Our innate wisdom protects us, keeps us thriving, keeps us healthy and full so we can keep gaining new insights and sharing with others. Our ego’s “shoulds” set us up for over-commitment and self-judgment.
If we feel exhausted or overwhelmed, it’s not “just thought.” It’s our wisdom saying “REST!”
When we start to feel sucked into the vortex of others’ negativity, it’s not “just a story,” it’s our wisdom saying “ENOUGH! You’re about to go down the rabbit hole!”
If we feel overwhelmed by the thought of taking on one more client, project, engagement, conference (fill in the blank here!), it’s not weakness, it’s our wisdom saying: “TOO MUCH! You’ll burn out!”
And we ignore our innate wisdom at our own peril.
When we ignore it, we flirt with overwhelm, burnout, and even physical illness. Our work suffers, our relationships suffer, our sense of fulfillment and well-being suffers.
I’ve come to see that it makes no sense at all to ignore the alarm bells that our wisdom so beautifully offers us. Even when those alarm bells shatter our ego-driven idea of who we are and what we can handle.
There’s no way to predict what your wisdom might point you to. If you’re exhausted and overwhelmed, it might guide you to curl up on the couch with Netflix, take a long bubble bath or chill out watching your favorite ball game. It might even inspire you cancel some commitments, take a few days off, or plan a weekend away.

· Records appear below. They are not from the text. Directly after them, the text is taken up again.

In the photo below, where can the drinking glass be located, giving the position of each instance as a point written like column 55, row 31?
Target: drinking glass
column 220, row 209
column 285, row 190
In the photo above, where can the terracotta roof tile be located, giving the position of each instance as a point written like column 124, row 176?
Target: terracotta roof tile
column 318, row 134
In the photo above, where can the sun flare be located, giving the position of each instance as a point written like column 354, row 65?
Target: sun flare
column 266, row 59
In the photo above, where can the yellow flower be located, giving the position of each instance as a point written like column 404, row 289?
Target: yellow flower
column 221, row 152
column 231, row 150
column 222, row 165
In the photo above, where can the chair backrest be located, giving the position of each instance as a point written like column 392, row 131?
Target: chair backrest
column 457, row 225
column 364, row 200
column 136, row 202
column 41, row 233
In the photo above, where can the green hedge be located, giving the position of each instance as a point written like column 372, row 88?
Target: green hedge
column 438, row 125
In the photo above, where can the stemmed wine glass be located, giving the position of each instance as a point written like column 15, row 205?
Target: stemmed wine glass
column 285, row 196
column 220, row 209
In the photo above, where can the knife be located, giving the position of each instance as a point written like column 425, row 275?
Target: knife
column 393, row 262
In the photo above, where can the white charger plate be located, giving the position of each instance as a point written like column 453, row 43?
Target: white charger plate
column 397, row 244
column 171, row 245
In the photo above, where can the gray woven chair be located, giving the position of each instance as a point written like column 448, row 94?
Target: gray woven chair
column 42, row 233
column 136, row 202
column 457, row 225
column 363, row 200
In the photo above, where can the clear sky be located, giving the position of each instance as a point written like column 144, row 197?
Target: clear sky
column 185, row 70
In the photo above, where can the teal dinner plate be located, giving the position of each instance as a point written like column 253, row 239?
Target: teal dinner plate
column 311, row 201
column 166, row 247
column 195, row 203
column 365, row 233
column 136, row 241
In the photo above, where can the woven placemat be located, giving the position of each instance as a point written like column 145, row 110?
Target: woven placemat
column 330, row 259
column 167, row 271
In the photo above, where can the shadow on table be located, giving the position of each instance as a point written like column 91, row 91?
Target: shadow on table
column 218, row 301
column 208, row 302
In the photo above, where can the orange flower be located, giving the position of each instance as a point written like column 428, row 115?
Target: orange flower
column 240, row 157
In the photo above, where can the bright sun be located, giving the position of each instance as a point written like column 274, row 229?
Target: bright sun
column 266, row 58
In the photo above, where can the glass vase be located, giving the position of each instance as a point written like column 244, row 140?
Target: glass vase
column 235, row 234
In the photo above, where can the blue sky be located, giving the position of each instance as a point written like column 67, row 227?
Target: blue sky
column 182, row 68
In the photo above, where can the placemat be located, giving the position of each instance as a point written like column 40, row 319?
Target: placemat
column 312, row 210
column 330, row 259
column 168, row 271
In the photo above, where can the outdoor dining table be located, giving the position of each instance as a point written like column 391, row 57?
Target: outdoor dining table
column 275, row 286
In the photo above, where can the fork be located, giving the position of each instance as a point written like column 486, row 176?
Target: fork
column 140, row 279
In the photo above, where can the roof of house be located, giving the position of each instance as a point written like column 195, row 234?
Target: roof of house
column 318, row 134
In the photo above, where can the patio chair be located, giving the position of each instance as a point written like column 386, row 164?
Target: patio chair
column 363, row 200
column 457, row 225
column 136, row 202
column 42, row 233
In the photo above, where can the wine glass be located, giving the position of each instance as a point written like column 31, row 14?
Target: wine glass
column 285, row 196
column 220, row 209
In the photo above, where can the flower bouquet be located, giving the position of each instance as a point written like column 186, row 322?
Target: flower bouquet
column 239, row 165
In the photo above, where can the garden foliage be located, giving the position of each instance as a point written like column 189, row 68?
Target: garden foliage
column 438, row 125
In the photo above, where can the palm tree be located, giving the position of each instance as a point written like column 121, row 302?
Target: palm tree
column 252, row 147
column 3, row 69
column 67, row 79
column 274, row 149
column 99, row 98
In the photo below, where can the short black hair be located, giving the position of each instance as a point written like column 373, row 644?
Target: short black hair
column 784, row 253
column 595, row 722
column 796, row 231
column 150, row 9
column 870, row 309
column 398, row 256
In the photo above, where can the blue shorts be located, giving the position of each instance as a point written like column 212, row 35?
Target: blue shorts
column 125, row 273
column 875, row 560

On the other hand, if you’re doing less that you can actually handle, you might hear the whisper of wisdom as a persistent “go,” “move” “do.” You might hear a clear invitation to get off the couch (actually or metaphorically!), take a walk, go for a run, launch that new project, try something new.
Our innate wisdom is surprising and unexpected. It can be mundane and practical and give us direction about the little stuff. Or it can be “blow-your-socks-off” mystical and earth-shattering, showing us the way towards the really big stuff.
Either way, it’s never wrong and it will never let us down. If we’re willing to listen.